The roles of Co-precipitation pH, phase-purity and alloy formation for the ammonia decomposition activity of Ga-promoted Fe/MgO catalysts

Abstract

A series of mesoporous MgFe1.75Ga0.25O4 mixed spinel oxides obtained upon calcination of hydrotalcite-like precursors was investigated in the ammonia decomposition reaction at 1atm after reduction in H2 atmosphere. The corresponding precursors were synthesized from metal salt solutions at five constant pH values in the range between 8.5 and 10.5 by co-precipitation in aqueous media to study the impact of pH variation on the catalyst’s structure and activity.

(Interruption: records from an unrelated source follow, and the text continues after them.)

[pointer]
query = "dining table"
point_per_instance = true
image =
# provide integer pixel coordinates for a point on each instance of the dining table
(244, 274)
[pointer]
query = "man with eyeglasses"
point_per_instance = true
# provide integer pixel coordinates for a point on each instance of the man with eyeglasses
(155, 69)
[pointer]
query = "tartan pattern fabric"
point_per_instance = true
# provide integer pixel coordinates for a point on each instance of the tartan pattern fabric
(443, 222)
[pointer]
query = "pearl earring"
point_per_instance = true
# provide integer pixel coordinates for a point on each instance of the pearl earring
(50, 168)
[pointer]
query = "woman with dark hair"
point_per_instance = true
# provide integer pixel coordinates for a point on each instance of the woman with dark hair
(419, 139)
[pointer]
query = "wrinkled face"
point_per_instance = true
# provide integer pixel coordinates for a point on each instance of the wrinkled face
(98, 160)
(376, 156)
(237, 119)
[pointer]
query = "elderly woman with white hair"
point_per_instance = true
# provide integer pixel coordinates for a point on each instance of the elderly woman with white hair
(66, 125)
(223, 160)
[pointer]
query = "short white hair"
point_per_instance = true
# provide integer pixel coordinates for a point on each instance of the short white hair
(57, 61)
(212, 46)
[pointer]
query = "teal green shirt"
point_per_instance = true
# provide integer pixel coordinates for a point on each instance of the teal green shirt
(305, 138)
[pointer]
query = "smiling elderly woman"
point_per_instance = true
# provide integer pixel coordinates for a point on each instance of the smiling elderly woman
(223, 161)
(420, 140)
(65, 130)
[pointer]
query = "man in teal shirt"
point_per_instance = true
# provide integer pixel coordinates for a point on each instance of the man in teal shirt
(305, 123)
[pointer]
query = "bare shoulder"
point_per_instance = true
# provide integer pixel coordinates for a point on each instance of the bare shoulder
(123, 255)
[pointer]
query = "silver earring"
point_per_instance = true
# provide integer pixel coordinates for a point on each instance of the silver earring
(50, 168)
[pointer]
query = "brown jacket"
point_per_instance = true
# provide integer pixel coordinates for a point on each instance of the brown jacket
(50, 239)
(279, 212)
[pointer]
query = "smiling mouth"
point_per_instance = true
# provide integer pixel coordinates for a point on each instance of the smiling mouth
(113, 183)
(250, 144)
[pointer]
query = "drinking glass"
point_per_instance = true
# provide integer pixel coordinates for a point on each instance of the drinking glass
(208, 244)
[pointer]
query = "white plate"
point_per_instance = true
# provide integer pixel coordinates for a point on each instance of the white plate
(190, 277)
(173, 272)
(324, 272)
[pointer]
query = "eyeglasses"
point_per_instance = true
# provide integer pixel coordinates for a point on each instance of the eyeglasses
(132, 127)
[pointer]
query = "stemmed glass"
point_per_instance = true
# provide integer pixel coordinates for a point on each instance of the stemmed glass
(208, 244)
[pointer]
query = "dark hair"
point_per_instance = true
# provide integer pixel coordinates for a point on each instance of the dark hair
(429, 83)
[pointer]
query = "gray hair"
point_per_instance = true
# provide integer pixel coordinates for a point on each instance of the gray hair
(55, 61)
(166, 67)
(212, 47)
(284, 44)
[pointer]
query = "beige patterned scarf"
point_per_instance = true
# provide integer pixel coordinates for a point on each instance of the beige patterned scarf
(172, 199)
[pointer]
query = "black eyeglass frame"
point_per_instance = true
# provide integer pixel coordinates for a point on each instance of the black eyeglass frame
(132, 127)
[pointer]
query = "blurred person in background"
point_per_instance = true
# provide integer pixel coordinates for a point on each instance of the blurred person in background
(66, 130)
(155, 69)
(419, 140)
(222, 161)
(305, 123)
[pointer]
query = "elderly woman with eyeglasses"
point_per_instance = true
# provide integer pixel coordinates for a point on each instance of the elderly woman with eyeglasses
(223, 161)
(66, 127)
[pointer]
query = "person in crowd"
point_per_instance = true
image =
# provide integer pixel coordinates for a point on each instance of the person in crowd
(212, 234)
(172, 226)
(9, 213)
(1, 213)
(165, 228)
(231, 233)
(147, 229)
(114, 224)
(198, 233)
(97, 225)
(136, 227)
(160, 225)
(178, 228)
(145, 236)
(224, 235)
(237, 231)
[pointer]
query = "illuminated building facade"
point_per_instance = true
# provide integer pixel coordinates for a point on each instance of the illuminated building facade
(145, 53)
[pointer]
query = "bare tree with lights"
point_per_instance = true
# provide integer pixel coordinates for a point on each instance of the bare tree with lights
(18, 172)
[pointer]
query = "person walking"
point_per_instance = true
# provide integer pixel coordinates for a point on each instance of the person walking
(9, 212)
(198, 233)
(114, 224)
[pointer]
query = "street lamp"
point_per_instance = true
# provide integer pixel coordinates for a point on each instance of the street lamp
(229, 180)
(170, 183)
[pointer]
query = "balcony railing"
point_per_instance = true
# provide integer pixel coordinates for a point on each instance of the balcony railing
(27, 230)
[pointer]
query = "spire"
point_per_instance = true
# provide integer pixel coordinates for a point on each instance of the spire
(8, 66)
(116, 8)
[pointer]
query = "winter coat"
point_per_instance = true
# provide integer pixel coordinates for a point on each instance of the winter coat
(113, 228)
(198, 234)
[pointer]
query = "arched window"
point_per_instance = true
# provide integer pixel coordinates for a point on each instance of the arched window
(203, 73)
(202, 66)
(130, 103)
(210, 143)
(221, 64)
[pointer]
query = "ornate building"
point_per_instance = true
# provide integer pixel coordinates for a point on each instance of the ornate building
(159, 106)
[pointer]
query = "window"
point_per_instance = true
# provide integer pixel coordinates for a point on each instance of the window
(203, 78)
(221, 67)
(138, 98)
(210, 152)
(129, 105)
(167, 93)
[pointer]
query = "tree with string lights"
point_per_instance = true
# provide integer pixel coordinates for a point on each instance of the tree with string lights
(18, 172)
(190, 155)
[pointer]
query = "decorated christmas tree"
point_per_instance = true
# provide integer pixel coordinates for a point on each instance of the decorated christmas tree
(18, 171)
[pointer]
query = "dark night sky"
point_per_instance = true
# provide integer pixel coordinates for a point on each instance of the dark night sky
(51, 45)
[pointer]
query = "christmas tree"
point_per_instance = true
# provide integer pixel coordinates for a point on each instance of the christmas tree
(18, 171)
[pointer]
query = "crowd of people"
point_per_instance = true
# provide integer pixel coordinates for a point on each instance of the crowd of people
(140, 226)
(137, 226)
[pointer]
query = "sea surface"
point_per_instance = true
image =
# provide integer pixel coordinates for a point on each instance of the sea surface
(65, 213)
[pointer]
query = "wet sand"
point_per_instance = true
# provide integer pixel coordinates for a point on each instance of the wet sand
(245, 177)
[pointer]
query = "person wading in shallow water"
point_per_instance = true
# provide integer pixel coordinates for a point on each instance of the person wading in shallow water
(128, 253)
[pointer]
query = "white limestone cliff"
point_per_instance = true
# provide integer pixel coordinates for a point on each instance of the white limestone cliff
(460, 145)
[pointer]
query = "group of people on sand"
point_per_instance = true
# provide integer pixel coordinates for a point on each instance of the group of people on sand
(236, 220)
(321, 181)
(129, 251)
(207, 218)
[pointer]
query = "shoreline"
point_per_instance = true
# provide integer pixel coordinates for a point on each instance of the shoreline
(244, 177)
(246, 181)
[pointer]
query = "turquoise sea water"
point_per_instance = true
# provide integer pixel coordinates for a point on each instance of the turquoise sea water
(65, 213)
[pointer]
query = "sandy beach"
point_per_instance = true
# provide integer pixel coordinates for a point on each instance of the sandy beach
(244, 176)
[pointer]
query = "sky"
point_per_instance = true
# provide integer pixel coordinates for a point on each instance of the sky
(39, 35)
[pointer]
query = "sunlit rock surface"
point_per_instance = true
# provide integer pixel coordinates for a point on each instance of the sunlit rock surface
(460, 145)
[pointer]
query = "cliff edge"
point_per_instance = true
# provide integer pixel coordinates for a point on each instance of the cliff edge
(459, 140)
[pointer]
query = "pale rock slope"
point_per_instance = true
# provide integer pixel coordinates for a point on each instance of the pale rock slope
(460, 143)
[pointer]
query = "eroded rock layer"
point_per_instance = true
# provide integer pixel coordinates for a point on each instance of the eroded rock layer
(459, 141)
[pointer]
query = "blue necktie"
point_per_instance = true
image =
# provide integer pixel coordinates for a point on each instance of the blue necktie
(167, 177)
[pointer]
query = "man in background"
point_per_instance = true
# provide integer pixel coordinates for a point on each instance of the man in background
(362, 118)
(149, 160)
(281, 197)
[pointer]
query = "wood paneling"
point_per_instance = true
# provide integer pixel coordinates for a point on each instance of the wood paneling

N2 physisorption, thermogravimetric analysis, powder X-ray diffraction, Mössbauer spectroscopy, and temperature programmed techniques (H2-TPR and NH3-TPD) were applied to gather information about the textural, (micro-)structural, and adsorption properties of the samples. While phase purity in the precursor and oxide stages is only observed for pH=10, undesired by-phases (MgFe2O4 and/or Fe3O4) are additionally formed during co-precipitation at the remaining pH values. This is partly related to an incomplete precipitation of Mg2+ cations in less alkaline environments. In situ XRD measurements during reduction revealed that Fe-Ga alloys are formed between 500 and 600°C. The absence of by-phases avoids the formation of α-Fe, thus improving the structural and compositional homogeneity of the nitridated samples. This beneficial effect is reflected by the low activation energy (70kJ/mol) and the enhanced low temperature activity (<450°C) of the phase pure material in the catalytic decomposition of ammonia.